Die entwurzelte Ökopartei

Der Rauswurf des streitbaren Landrats Jürg Wiedemann kommt zum richtigen Zeitpunkt. Doch die Probleme der Baselbieter Grünen sind damit nicht gelöst.

Der Rauswurf des streitbaren Landrats Jürg Wiedemann kommt zum richtigen Zeitpunkt. Doch die Probleme der Baselbieter Grünen sind damit nicht gelöst.

Seine E-Mails hat er bereits auf seine private Adresse umgeleitet. Der grüne Landrat Jürg Wiedemann scheint den Liebesentzug seiner Partei bereits verarbeitet zu haben. Er könne den Entscheid nachvollziehen, sagte er dem Regionaljournal vom SRF, eine Anfrage der TagesWoche liess er unbeantwortet.

Die Abwicklung des Störfalls Wiedemann gelingt den Grünen bislang erstaunlich reibungslos. Protest ist ausgeblieben, seit die Geschäftsleitung einstimmig die Einleitung eines Ausschlussverfahrens angekündigt hat. Offenbar hat man den richtigen Zeitpunkt für den Rauswurf erwischt. Nicht zu früh, um sich das Abwürgen einer kritischen Stimme vorwerfen zu lassen. Aber auch nicht zu spät, um zerrüttet in die Wahlen im Herbst zu gehen.

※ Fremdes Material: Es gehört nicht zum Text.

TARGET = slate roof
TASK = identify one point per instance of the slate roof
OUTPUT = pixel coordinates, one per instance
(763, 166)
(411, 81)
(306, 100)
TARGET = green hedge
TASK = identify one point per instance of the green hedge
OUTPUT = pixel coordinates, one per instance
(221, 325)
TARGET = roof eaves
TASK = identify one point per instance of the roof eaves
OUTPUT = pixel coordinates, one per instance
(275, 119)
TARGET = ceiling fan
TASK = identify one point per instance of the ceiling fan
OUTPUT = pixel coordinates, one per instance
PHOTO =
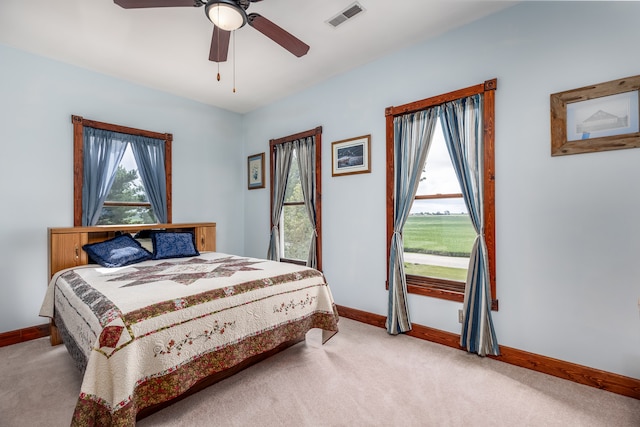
(227, 15)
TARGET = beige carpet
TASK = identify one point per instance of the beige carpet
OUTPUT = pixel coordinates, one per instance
(361, 377)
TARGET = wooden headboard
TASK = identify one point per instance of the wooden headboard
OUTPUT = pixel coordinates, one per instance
(65, 244)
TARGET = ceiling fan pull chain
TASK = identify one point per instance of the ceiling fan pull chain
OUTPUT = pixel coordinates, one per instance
(218, 42)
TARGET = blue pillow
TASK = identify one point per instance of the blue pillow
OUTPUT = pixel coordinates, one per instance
(173, 245)
(117, 252)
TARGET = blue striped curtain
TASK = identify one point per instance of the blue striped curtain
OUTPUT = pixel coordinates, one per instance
(149, 155)
(462, 127)
(412, 139)
(306, 149)
(102, 151)
(281, 166)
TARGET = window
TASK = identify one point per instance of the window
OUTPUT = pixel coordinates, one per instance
(127, 200)
(438, 235)
(296, 241)
(296, 230)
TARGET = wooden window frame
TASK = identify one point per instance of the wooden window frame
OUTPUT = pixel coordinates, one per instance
(78, 159)
(317, 133)
(440, 288)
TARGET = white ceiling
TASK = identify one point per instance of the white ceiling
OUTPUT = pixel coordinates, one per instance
(168, 48)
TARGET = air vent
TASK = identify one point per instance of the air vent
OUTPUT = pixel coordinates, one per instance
(346, 14)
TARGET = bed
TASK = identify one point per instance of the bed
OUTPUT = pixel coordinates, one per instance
(152, 331)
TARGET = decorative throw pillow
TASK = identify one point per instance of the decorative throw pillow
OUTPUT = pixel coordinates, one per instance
(117, 252)
(173, 245)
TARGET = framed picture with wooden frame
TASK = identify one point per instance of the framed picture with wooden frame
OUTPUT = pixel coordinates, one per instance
(351, 156)
(595, 118)
(255, 171)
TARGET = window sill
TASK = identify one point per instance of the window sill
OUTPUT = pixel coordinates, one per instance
(437, 288)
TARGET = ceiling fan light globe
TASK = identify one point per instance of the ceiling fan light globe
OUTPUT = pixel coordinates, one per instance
(226, 15)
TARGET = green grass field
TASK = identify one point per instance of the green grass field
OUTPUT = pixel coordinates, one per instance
(450, 235)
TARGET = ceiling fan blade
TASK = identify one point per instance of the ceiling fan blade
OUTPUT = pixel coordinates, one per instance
(278, 35)
(135, 4)
(219, 45)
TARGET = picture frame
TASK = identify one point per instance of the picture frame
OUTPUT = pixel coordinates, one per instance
(600, 117)
(351, 156)
(255, 171)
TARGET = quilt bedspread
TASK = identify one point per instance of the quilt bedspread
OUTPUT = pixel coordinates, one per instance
(146, 333)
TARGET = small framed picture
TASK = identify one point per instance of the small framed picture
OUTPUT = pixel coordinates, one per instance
(600, 117)
(351, 156)
(255, 170)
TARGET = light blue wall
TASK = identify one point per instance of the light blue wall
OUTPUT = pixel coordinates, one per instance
(37, 98)
(568, 236)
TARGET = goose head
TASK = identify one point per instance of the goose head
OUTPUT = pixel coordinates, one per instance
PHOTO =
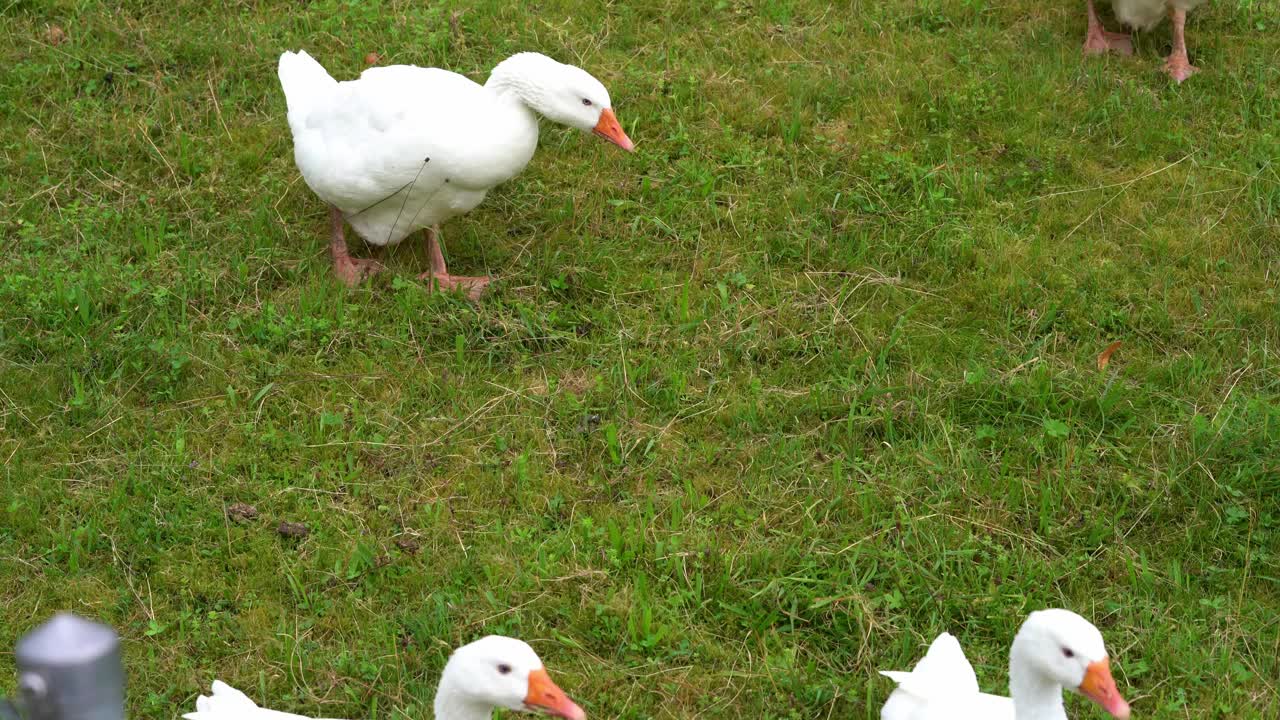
(1061, 648)
(562, 94)
(498, 671)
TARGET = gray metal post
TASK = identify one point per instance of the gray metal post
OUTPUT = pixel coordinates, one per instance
(69, 669)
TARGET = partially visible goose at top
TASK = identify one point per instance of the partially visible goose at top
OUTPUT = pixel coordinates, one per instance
(1144, 14)
(479, 678)
(1054, 650)
(405, 147)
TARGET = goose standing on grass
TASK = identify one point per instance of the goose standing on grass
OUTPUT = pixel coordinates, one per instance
(1144, 14)
(1054, 648)
(479, 678)
(405, 149)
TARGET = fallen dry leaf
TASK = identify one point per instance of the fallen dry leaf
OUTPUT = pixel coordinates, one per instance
(242, 511)
(1105, 358)
(292, 529)
(55, 35)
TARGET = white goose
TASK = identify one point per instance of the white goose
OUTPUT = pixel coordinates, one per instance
(1052, 650)
(1144, 14)
(479, 678)
(405, 147)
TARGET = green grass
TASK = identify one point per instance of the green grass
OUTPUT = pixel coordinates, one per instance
(752, 414)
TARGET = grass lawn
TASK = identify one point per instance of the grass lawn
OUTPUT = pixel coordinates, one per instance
(752, 414)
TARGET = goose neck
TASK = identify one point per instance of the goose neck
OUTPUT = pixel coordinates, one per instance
(1036, 696)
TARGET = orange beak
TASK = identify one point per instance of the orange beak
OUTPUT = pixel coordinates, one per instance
(543, 695)
(609, 130)
(1101, 688)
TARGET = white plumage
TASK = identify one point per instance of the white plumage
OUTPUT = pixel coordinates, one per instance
(403, 147)
(1054, 648)
(487, 674)
(1146, 14)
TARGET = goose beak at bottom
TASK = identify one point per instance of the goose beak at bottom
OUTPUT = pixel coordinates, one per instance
(609, 130)
(544, 696)
(1101, 688)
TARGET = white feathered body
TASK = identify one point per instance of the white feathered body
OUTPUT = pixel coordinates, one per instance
(942, 686)
(228, 703)
(402, 147)
(1146, 14)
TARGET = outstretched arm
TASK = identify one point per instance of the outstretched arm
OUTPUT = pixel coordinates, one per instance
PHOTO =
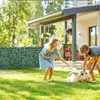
(85, 61)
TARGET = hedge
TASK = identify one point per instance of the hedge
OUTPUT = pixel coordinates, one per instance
(19, 57)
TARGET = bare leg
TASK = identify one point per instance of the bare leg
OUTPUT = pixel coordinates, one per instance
(98, 66)
(90, 64)
(51, 73)
(46, 73)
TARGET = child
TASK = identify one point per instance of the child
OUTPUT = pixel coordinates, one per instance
(92, 52)
(47, 56)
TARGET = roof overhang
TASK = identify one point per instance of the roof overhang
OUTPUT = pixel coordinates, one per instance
(65, 14)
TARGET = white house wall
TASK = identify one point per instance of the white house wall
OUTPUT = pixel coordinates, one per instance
(83, 25)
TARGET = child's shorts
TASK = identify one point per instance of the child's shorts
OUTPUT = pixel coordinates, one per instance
(92, 59)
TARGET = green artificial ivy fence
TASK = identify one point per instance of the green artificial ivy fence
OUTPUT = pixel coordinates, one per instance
(19, 57)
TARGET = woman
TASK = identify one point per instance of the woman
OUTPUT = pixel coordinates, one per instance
(47, 56)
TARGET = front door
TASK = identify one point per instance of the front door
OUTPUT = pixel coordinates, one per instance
(93, 36)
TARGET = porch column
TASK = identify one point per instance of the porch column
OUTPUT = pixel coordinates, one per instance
(99, 27)
(65, 37)
(74, 38)
(41, 38)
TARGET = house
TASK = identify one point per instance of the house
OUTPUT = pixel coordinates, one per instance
(85, 24)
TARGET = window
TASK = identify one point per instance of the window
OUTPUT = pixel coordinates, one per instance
(93, 34)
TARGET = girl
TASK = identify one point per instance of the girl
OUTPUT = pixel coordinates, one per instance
(47, 56)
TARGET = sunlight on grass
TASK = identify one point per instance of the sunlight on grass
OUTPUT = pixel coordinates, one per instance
(27, 84)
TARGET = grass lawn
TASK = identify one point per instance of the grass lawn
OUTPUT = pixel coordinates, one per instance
(27, 84)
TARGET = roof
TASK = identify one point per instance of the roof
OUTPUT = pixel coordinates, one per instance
(65, 14)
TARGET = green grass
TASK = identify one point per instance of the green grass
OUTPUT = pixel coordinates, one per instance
(27, 84)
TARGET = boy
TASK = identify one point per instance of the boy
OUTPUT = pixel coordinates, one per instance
(93, 55)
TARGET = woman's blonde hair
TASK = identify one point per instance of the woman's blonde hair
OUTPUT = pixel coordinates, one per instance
(84, 47)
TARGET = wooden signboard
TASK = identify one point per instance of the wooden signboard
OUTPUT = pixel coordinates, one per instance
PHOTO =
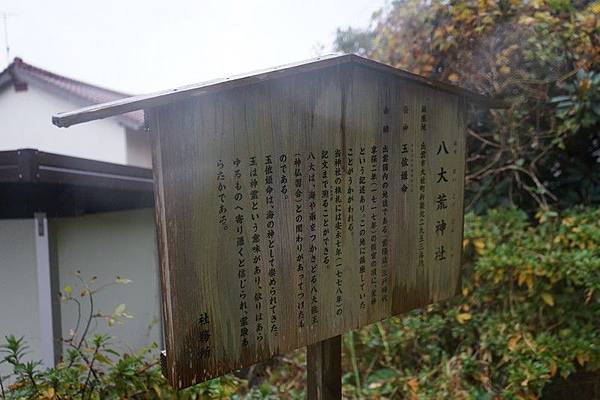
(296, 204)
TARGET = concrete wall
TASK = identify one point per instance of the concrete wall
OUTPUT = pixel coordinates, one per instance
(18, 284)
(110, 245)
(25, 118)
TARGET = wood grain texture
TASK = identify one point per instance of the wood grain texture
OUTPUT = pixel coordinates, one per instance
(292, 210)
(324, 370)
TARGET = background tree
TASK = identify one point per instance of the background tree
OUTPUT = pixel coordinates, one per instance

Es ist die einzige Mut machende Entwicklung für die schwer angeschlagene Partei. Bei den letzten Landratswahlen verlor sie ein Drittel ihrer Sitze im Baselbieter Landrat. Ist das Problem Wiedemann aus der Welt geschafft, so hofft man nun, lässt sich in grüner Eintracht die Nationalratswahl im Herbst angehen.

Die Grünen spielten Volkspartei.

Die Probleme der Partei haben mit dem Irrläufer Wiedemann allerdings nur am Rande zu tun. Die Grünen haben sich selber die Wurzeln gezogen. Vordenker Klaus Kirchmayr wollte die Grünen aus der linken Ecke holen. Zur SP ging man auf Distanz, Regierungsrat Isaac Reber wurde eine Soloshow fernab der eigenen Bühne gewährt, damit dieser seine Wiederwahl sichern konnte.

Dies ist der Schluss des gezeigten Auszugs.